2. Interpretation of minimum subscription clause in the prospectus.
3. Authority of the Registrar to permit withdrawal of share applications.
4. Applicability of Section 69 and Section 72(5) of the Companies Act.

Issue-wise Detailed Analysis:

1. Validity of SEBI's directive for refund of share application money:
The petitioner challenged the Securities Appellate Tribunal (SAT) order dated 18.10.2010, which reversed SEBI's directive for refund of the share application money. SEBI had directed the respondent company to refund the entire share application amount as it had not achieved the minimum subscription as per its prospectus. The High Court upheld SEBI's directive, stating that the minimum subscription clause must be interpreted to protect investors' interests, as per Section 69 of the Companies Act. The court concluded that the minimum subscription should be calculated after considering withdrawal requests, and since the minimum subscription was not achieved, no allotment could be made.

2. Interpretation of minimum subscription clause in the prospectus:
The prospectus required a minimum subscription of 100% of the issue amount by the closure date, failing which the company had to refund the entire subscription amount. The court held that a share application is an offer that can be revoked before acceptance, which occurs upon the allotment of shares.

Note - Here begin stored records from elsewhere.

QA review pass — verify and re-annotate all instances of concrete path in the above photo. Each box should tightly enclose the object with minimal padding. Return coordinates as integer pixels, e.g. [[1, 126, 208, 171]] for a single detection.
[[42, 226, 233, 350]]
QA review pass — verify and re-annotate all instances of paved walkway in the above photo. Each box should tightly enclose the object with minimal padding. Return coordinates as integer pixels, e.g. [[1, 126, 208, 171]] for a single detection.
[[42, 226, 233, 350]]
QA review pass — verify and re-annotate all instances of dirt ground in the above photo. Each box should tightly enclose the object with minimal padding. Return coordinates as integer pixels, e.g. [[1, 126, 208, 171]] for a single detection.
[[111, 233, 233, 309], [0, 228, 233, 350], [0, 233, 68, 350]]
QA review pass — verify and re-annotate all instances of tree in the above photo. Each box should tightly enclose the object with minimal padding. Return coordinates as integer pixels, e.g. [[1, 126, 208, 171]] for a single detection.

The minimum subscription clause must yield to the applicant's right to withdraw the offer before its acceptance. The court emphasized that the clause is intended to protect investors, ensuring the company receives sufficient capital as stated in the prospectus.

3. Authority of the Registrar to permit withdrawal of share applications:
Respondent no.1/company argued that the Registrar had no authority to permit withdrawal of share applications, which should be accepted only by the company. The court rejected this argument, stating that the Registrar's role includes finalizing the list of applications, implicitly granting the power to permit withdrawals and order refunds. The court referred to Rule 2(e)(i)(iii)(b) of the SEBI Rules to support this conclusion.

4. Applicability of Section 69 and Section 72(5) of the Companies Act:
SEBI argued that under Section 69, the company could not make an allotment if the minimum subscription was not achieved. Additionally, Section 72(5) allowed withdrawal of share applications after the 5th day from the opening of the subscription list. The court agreed, stating that the prohibition on withdrawal only extended to the 5th day, and thereafter, applicants could withdraw their applications without requiring acceptance from the company or the Registrar. The court concluded that the withdrawal requests were valid and should be considered in calculating the minimum subscription.

Conclusion:
The High Court set aside the SAT order, upheld SEBI's directive for refund, and emphasized that the minimum subscription clause must be interpreted to protect investors. The Registrar was deemed to have the authority to permit withdrawals, and the company was required to refund the share application money as the minimum subscription was not achieved. The court directed SEBI to ensure the refund process was completed expeditiously and any deficiency recovered from the respondent company.